Price Waterhouse v. Hopkins

In Price Waterhouse v. Hopkins, 490 U.S. 228 (1989), a female candidate for partnership at a national accounting firm was passed over for reconsideration the following year. She sued under Title VII of the Civil Rights Act of 1964 (78 Stat. 253, as amended, 42 U.S.C. 2000e, et seq.) The United States Supreme Court acknowledged that there are many cases in which an employer has legitimate and illegitimate motives in making an employment decision, and held that if a plaintiff alleging a title VII violation proves that gender played a motivating part in an employment decision, the employer may avoid liability by proving by a preponderance of the evidence that it would have made the same decision even if it had not taken the plaintiff's gender into account. (490 U.S. at p. 258.) The plurality held that once a plaintiff demonstrates that the adverse decision is the result of mixed motives (i.e., that it is the 'result of multiple factors, at least one of which is illegitimate' and the illegitimate factor played 'a motivating part' in the adverse decision), the burden shifts to the employer to persuade the jury by a preponderance of the evidence that it would have reached the same decision even if the protected trait had not been considered.
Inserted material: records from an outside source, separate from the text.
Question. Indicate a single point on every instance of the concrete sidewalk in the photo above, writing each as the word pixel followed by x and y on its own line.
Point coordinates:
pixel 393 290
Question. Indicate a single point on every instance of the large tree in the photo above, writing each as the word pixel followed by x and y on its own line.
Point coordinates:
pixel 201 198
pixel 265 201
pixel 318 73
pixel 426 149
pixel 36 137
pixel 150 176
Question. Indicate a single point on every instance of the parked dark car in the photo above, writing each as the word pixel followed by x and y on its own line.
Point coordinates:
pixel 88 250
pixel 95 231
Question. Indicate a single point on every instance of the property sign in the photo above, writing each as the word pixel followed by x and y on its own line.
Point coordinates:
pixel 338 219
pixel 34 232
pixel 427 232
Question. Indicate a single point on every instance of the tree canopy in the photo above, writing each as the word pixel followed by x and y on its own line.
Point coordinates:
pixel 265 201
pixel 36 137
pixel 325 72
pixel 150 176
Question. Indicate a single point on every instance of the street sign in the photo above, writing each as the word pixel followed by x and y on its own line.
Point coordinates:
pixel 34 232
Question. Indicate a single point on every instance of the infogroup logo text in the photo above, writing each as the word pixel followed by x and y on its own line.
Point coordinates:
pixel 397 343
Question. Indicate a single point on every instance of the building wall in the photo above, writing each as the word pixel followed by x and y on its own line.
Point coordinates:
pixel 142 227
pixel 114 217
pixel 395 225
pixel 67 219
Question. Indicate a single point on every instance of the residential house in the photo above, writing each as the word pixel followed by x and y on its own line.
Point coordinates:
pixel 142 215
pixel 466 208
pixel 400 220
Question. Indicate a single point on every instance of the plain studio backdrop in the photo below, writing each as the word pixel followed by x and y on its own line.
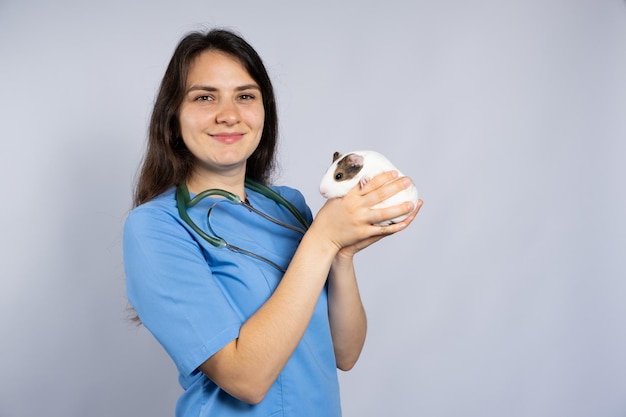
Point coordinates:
pixel 506 297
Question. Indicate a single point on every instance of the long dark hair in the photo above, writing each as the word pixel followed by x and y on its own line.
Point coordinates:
pixel 167 160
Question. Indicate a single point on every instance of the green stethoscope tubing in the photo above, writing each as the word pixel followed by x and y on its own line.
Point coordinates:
pixel 184 202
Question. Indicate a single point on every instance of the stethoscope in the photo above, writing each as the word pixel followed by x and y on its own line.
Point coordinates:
pixel 184 202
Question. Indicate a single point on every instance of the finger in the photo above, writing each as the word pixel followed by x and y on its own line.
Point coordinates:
pixel 388 190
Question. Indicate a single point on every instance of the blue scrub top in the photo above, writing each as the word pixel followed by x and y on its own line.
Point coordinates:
pixel 194 297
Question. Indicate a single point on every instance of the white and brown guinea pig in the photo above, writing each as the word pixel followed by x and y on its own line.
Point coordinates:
pixel 359 167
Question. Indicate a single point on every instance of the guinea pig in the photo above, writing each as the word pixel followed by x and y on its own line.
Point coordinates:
pixel 359 167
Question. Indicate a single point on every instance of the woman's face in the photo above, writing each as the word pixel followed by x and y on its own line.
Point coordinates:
pixel 221 116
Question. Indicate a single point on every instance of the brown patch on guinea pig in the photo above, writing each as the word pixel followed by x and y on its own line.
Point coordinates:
pixel 348 167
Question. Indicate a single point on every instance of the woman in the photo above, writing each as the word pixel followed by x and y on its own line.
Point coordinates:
pixel 258 329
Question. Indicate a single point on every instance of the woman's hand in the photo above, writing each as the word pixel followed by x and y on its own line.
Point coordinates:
pixel 350 223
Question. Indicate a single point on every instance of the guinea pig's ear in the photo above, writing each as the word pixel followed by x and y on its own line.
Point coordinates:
pixel 355 160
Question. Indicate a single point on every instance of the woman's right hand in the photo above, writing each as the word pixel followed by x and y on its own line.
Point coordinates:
pixel 348 220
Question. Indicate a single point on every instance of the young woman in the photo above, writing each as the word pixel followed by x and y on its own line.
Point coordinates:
pixel 256 313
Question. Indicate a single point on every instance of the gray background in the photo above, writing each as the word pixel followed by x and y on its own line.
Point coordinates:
pixel 506 297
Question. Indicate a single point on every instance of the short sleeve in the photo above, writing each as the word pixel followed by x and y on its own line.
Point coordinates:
pixel 172 288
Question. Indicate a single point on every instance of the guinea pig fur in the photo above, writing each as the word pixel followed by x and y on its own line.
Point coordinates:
pixel 357 168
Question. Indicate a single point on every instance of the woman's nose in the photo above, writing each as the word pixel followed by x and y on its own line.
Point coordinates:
pixel 227 113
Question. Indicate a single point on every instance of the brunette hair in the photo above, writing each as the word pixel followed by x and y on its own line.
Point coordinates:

Price Waterhouse, 490 U.S. at 244-45, 260, 109 S. Ct. 1775 (plurality opinion). This shift in the burden of persuasion makes an employer potentially liable upon a causation showing -- that an illegitimate criterion was a motivating, although not a determinative, factor in the adverse employment decision -- that is less exacting than the causation test in the usual 'pretext' case, where consideration of a protected trait must be shown to be a determinative factor in the adverse action. The Price Waterhouse plurality opinion also created an affirmative defense for the employer that, if proven, absolved the employer completely of any Title VII liability."